Within hours of the Obamacare replacement bill passing the House on Thursday, liberal sites were spreading terrible-sounding contents of the bill. Take this Facebook meme about rape being a pre-existing condition:
Over at Reason, Elizabeth Nolan Brown declared this was not truthful:
The latest less-than-truthful meme about Republicans' American Health Care Act (AHCA), passed by the U.S. House on Thursday, is that it makes rape a "preexisting condition" for health-insurance purposes. According to a host of women's publications and an army of outraged tweeters, sexual assault and domestic abuse survivors could soon be forced to disclose their attacks to insurance companies, which could subsequently deny them health-insurance coverage because of it.
None of this is true. Like, not even a little bit. And the fact it's not just being shared by shady social-media activists and their unwitting dupes but by ostensibly-legitimate media outlets is another sad indictment of press standards these days.
Nothing in the new Republican health care bill specifically addresses sexual assault or domestic violence whatsoever.
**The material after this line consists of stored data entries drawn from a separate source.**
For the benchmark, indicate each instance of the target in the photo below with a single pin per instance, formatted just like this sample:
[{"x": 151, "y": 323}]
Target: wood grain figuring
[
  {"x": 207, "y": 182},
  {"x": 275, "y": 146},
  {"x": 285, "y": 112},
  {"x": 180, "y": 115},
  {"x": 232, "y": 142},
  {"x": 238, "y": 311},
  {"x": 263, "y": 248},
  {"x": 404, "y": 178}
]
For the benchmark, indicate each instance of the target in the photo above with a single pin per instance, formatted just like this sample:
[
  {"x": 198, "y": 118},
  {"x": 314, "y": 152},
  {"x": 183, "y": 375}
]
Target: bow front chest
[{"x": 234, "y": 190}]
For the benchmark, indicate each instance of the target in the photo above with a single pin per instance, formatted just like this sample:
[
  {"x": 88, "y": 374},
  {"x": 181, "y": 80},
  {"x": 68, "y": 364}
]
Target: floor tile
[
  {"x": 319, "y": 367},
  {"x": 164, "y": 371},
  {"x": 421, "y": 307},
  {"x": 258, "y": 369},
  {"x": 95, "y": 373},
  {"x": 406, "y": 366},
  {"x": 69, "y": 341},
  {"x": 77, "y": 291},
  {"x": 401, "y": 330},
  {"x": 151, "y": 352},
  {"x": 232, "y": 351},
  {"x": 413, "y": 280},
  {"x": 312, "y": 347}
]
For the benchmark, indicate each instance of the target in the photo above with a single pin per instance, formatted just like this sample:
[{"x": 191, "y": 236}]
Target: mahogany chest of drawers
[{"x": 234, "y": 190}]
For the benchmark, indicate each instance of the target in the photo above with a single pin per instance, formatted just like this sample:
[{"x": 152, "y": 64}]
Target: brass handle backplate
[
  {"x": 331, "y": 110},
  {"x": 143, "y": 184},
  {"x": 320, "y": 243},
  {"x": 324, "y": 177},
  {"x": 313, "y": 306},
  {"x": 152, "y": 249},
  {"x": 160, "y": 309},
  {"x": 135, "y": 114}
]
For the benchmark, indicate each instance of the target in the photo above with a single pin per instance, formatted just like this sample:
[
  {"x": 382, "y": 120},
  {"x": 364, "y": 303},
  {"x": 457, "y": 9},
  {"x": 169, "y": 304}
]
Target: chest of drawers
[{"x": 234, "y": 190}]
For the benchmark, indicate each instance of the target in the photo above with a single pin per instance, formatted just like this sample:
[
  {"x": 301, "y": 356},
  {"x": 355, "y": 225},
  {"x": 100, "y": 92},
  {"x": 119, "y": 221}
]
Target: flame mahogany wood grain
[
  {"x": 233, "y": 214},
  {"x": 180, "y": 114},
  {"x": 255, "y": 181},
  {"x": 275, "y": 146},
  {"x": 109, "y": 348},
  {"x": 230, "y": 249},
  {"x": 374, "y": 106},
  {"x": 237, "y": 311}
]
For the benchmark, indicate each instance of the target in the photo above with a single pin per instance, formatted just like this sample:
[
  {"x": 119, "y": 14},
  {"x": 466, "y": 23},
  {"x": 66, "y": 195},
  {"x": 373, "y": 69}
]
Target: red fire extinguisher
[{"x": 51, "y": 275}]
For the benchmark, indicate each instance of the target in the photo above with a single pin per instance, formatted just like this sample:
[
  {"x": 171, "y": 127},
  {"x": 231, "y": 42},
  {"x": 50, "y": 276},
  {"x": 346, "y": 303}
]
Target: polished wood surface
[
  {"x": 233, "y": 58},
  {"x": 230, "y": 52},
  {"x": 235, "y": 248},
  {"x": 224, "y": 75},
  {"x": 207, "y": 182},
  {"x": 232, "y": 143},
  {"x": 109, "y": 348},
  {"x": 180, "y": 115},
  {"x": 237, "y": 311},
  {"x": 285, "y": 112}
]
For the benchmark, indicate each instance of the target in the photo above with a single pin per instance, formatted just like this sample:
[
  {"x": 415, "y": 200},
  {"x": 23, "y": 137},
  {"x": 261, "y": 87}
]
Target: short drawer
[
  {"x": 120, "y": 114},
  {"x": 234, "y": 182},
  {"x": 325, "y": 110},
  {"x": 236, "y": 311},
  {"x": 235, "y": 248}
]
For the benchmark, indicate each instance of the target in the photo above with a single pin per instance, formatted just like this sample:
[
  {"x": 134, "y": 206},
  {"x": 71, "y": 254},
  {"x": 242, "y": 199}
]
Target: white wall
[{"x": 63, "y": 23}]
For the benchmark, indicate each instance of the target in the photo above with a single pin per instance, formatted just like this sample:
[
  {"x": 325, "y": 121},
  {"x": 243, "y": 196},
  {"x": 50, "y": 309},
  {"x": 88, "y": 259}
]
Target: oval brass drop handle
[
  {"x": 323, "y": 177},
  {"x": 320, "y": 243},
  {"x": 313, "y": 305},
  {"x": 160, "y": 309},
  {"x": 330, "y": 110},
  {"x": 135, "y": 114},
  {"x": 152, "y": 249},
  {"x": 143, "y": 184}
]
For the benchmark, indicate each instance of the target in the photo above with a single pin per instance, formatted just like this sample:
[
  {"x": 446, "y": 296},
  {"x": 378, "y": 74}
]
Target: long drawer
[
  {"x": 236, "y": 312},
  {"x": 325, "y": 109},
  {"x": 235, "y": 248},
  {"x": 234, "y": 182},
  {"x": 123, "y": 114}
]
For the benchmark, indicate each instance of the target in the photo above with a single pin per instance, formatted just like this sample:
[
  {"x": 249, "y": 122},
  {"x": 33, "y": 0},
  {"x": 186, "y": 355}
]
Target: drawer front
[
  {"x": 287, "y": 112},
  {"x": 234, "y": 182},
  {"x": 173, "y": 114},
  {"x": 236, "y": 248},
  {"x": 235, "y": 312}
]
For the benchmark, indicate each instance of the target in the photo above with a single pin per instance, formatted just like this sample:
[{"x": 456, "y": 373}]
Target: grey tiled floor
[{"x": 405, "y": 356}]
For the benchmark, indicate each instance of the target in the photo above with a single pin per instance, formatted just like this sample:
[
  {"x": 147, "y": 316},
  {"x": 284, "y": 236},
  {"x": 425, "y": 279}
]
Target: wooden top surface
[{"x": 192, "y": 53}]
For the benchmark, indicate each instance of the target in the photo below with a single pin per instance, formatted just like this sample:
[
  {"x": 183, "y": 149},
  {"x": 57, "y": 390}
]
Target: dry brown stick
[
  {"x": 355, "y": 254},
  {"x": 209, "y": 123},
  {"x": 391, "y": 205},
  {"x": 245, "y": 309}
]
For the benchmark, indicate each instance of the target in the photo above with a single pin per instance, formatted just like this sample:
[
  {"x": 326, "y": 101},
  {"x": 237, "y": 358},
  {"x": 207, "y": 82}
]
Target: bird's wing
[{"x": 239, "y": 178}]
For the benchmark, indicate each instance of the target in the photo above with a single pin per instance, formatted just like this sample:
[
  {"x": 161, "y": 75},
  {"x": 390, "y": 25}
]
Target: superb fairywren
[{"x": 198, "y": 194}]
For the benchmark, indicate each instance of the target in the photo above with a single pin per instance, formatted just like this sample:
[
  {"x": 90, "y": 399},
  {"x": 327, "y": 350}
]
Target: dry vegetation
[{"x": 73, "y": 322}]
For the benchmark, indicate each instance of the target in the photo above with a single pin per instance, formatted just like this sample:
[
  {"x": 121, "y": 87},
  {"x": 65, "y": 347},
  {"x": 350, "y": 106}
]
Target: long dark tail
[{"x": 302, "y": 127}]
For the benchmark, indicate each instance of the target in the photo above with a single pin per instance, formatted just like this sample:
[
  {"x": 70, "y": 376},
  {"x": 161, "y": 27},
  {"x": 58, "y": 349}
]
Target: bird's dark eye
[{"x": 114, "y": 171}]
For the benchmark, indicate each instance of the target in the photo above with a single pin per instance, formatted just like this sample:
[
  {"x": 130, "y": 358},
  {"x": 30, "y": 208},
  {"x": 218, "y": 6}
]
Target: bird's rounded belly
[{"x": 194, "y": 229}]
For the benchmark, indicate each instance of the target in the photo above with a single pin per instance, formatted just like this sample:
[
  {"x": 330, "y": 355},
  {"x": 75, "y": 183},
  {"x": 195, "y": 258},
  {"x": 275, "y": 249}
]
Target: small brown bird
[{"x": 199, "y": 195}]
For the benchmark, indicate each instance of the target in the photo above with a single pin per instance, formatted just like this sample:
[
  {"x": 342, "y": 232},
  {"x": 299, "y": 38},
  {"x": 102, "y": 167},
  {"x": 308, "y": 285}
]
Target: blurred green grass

What it does say is that states can apply for waivers that will allow insurance companies, under certain limited circumstances, to charge higher premiums to people based on their personal medical histories—that's it. (States that are granted the waivers must also set up special high-risk insurance pools to try and help defray costs for these people.) Under Obamacare, no such price variances based on preexisting conditions are permitted.
So what if states are allowed to raise rates for rape survivors? Brown wrote that in the 1980s, some companies considered domestic abuse a condition for denying care, but....
By 2009, however, all but eight U.S. states had passed laws directly prohibiting the practice, and as of July 2014, all but six states had.* Even if Obamacare is replaced by the AHCA tomorrow, insurers in 44 states will still be barred by law from considering domestic and sexual abuse a preexisting condition.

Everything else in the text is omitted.